French Minister Resigns - Corruption Spreading
The French finance minister, dogged by fraud allegations, has resigned, while a UN-sponsored report says corruption in South Asia is widespread and dangerous. John Howard reports.
Following on from corruption allegations in Russia, Armenia, Indonesia and the United States, including against our possible new US ambassador, comes the news that French finance minister, Dominique Strauss-Kahn, resigned Tuesday sparing his government the possibility of a messy ministerial court-case.

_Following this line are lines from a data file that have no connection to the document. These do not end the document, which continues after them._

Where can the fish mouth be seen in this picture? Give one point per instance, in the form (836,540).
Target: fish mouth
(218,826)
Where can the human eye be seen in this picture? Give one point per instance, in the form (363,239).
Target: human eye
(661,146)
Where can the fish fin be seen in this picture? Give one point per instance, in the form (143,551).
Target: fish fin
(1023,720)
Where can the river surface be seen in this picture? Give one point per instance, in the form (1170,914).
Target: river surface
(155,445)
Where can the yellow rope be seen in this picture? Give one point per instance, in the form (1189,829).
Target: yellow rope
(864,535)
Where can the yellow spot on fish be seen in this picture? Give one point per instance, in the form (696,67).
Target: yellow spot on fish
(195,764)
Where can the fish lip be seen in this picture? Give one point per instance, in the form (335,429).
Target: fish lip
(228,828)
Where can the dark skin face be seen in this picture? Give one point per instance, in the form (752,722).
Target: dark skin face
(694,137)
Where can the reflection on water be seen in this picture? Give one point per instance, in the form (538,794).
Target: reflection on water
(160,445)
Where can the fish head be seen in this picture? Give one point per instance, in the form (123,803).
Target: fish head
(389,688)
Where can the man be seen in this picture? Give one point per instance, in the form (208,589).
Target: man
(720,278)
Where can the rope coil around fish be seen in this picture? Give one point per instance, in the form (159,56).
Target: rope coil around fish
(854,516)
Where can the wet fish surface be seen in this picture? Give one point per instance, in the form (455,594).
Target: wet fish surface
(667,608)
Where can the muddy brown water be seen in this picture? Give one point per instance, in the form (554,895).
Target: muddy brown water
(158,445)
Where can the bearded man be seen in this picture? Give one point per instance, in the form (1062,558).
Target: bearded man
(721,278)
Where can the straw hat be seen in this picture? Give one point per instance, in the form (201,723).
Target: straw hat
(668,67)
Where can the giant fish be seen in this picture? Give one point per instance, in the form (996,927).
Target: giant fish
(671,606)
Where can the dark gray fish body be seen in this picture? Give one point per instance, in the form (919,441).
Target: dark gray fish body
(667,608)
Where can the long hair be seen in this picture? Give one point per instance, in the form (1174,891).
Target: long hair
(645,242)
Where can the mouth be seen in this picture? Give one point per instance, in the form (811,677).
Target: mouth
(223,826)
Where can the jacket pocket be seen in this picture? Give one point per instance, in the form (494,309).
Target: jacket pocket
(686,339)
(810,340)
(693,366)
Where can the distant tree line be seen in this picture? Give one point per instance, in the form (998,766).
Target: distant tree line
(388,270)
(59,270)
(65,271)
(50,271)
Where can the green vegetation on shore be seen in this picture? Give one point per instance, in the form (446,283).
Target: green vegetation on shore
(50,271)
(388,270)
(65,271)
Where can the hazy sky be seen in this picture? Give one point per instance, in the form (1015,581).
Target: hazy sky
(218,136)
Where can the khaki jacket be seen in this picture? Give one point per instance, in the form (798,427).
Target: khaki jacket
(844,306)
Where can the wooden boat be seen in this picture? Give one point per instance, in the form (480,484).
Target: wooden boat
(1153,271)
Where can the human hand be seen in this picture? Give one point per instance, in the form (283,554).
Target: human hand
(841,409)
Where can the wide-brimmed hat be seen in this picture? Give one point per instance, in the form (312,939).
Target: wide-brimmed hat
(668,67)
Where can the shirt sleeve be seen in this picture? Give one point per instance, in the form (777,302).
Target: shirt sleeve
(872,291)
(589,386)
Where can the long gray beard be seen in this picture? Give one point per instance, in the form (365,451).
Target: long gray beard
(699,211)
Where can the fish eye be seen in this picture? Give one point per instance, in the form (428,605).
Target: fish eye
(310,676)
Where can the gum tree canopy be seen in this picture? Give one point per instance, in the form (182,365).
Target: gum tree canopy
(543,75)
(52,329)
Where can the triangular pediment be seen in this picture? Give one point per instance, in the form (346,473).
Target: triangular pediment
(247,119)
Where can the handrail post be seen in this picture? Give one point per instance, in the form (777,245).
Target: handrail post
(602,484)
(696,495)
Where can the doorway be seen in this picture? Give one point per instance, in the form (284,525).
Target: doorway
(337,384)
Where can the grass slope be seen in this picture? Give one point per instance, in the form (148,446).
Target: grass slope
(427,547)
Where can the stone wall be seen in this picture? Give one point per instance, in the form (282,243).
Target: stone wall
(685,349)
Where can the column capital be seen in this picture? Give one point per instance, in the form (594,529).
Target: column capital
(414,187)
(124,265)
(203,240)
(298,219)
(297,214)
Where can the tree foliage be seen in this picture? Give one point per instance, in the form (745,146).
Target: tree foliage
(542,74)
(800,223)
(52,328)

Strauss-Kahn was a close ally of Prime Minister Lionel Jospin and stepped down after it became clear a formal investigation against him in a fake payment scam was edging closer. Jospin had made ministerial integrity a centre-piece of his government after three ministers resigned in corruption scandals under the previous centre-right government.
"I am resigning, and I say this with conviction, it is in no way because I feel guilty." Struass-Kahn said.
After questioning him, investigating magistrates seized evidence showing that Strauss-Kahn had been paid for non-existent legal work, then letters forged and back-dated to suggest he had been properly commissioned to carry it out.
He was swiftly replaced by Christian Sautter, who has been budget secretary under Strauss-Kahn since the government came to power in mid-1997.
Jospin paid tribute to Strauss-Kahn hoping he would be back. Strauss-Kahn's resignation is a blow to the socialist-led coalition because of his reputation as a pragmatic economist whose policies - such as a large privatisation campaign - won over business leaders and the country's trading partners.
Meanwhile, a UN sponsored report says corruption in South Asia is widespread in high levels of government and especially insidious because it hurts millions of poor people struggling to survive.
The 1999 report on human development in South Asia, released Monday, covers India, Pakistan, Bangladesh, Sri Lanka and Nepal.
It says corruption was one of the most damaging consequences of poor governance undermining investment and economic growth and deepens the extent of poverty.
"South Asia is facing a crisis of governance which, if unchecked, could halt the region's democratic progress and economic and social well-being of its teeming millions of people," the report warned.